How Rush Limbaugh’s Ex-Wife Healed Her Trauma and Dysfunction

After her husband went to rehab for his drug addiction in 2003, Marta Maranda did something very unusual: She checked herself in. Sober.

“Rehab was the last place I thought I would end up,” she says, adding that she has never even had a cup of coffee in her life. “Checking myself in was the scariest thing I’ve ever done.”

Maranda felt that she needed to do something radical in order to change her life. She was exposed to the clinic’s offerings during Family Week, when her husband at the time, Rush Limbaugh, was getting treatment there. A survivor of incest, Maranda discovered that the clinic could help her heal and change some of her dysfunctional behavior. She chronicles her experience in her book, “What It Looks Like.”

“They were giving me answers, and an open door,” says Maranda, who had previously worked as a writer and had also been a stay-at-home mom. Suddenly, the opportunity to heal and change was right in front of her—so she took it.

One big motivating factor was her children, who were in their 20s at the time. She realized she had caused her family pain and had already passed down her dysfunctional behavior. The only way to improve the situation was to change herself as an example. “I thought, ‘This stops here with me,'” she says. “My children are going to see a healthier way to live life.”

Over five weeks, Maranda learned to break down her defense mechanisms, distinguish between real and perceived threats, set boundaries, and take responsibility for her own behavior—including her own knee-jerk reactions to perceived threats. She says it’s important to “look inward for reasons, not outward for blame.”

She realized she was letting her childhood trauma arrest her development in her adult life, leaving her stuck in a dysfunctional place. With the book, she hopes to encourage others to do the work that she did: looking inward, admitting past mistakes, and also recognizing positive things, such as personal successes upon which one can build.
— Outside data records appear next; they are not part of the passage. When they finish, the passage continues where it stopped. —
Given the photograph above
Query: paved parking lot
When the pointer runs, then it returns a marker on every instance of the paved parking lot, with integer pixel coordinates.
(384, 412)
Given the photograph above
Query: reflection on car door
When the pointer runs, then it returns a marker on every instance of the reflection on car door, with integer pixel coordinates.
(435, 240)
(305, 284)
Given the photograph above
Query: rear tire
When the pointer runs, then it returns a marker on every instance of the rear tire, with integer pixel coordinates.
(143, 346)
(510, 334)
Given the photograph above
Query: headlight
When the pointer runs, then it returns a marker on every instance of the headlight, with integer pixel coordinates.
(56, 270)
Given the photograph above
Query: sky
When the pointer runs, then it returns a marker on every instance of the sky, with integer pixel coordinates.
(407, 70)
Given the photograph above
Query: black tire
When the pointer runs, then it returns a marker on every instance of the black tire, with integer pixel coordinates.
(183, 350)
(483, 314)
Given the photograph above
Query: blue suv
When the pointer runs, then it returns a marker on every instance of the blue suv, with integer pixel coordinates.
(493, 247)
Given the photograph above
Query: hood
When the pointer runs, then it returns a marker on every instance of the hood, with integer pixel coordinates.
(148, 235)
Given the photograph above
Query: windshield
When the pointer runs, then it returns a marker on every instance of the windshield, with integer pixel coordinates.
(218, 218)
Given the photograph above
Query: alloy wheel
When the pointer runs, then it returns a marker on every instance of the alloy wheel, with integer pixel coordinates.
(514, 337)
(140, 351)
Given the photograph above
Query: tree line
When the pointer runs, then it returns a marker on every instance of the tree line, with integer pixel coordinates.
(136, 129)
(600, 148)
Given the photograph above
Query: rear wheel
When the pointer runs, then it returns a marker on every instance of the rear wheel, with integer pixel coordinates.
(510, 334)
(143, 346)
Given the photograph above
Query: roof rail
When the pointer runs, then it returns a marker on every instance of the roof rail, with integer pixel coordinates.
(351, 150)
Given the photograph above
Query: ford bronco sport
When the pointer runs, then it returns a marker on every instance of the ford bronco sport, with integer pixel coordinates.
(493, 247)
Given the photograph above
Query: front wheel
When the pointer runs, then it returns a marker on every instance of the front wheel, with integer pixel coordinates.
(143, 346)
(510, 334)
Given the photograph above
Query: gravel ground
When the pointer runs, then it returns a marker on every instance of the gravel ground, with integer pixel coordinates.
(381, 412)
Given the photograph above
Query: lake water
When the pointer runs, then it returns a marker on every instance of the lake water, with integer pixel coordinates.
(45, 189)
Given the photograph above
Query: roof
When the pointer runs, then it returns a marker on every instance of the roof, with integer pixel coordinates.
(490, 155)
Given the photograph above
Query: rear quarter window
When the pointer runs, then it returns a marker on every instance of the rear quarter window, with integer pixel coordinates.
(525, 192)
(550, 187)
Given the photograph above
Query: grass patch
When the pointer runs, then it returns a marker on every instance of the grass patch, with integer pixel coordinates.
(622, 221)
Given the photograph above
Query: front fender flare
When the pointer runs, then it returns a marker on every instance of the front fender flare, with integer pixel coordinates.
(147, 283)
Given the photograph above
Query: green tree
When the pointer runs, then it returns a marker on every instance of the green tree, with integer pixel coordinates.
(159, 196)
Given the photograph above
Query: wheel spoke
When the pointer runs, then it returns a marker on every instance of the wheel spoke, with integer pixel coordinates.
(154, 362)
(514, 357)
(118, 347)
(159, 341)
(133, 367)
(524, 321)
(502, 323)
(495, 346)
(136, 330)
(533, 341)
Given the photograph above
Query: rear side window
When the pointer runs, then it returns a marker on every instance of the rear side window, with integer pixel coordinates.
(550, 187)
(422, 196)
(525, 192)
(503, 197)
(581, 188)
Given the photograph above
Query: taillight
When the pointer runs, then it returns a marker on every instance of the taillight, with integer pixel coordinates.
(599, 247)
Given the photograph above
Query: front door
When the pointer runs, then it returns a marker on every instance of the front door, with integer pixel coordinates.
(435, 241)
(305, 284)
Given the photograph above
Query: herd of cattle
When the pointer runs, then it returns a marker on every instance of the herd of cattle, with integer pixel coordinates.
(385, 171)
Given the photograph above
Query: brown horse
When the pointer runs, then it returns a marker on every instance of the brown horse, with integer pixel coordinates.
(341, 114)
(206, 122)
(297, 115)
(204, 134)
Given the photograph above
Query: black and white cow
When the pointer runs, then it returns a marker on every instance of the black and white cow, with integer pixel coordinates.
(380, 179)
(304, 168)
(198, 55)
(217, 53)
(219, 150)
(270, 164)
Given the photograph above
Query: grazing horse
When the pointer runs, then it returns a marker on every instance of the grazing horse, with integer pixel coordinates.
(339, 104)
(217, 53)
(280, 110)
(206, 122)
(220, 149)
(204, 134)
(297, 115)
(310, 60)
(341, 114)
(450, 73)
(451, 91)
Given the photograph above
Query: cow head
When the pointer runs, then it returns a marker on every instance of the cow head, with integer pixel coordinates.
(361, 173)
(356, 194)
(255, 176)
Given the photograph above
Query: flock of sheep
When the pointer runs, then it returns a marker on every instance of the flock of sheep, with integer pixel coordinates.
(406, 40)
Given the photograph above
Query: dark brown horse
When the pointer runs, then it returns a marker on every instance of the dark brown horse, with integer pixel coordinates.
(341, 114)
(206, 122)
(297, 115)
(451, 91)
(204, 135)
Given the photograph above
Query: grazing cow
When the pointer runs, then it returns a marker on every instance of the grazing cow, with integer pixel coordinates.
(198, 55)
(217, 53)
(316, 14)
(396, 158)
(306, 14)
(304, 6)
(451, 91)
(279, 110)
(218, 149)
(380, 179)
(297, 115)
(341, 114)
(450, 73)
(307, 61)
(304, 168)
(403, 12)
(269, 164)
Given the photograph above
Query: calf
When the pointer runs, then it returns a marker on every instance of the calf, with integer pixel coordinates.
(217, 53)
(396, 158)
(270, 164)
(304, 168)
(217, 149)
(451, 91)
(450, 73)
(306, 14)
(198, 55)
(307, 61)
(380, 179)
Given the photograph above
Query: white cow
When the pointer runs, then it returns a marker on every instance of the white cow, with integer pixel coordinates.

“I can’t use my childhood experience as an excuse anymore,” she says. “I have the power to write my own story.” And write she did; her book is more than 400 pages long.

Since leaving the clinic, Maranda has continued with therapy and meetings, which help her deconstruct her experiences for information, not shame or blame. She’s proud of how far she’s come and feels that her positive change is a gift for her children. But, she’s quick to point out that she has not reached some peak of enlightenment. Her work on herself and her healing is an ongoing process. “I am not fully healed or fully transformed,” she says. “I am far from done.”

For so many years before she checked into the clinic, Maranda says she made herself blind to her own dysfunctions and didn’t take opportunities to heal. Ultimately, she’s glad she took the scary step of checking into the clinic to jump-start her journey toward healing. “That’s what healing looks like,” she says. “Looking at every opportunity to make a difference in your life.”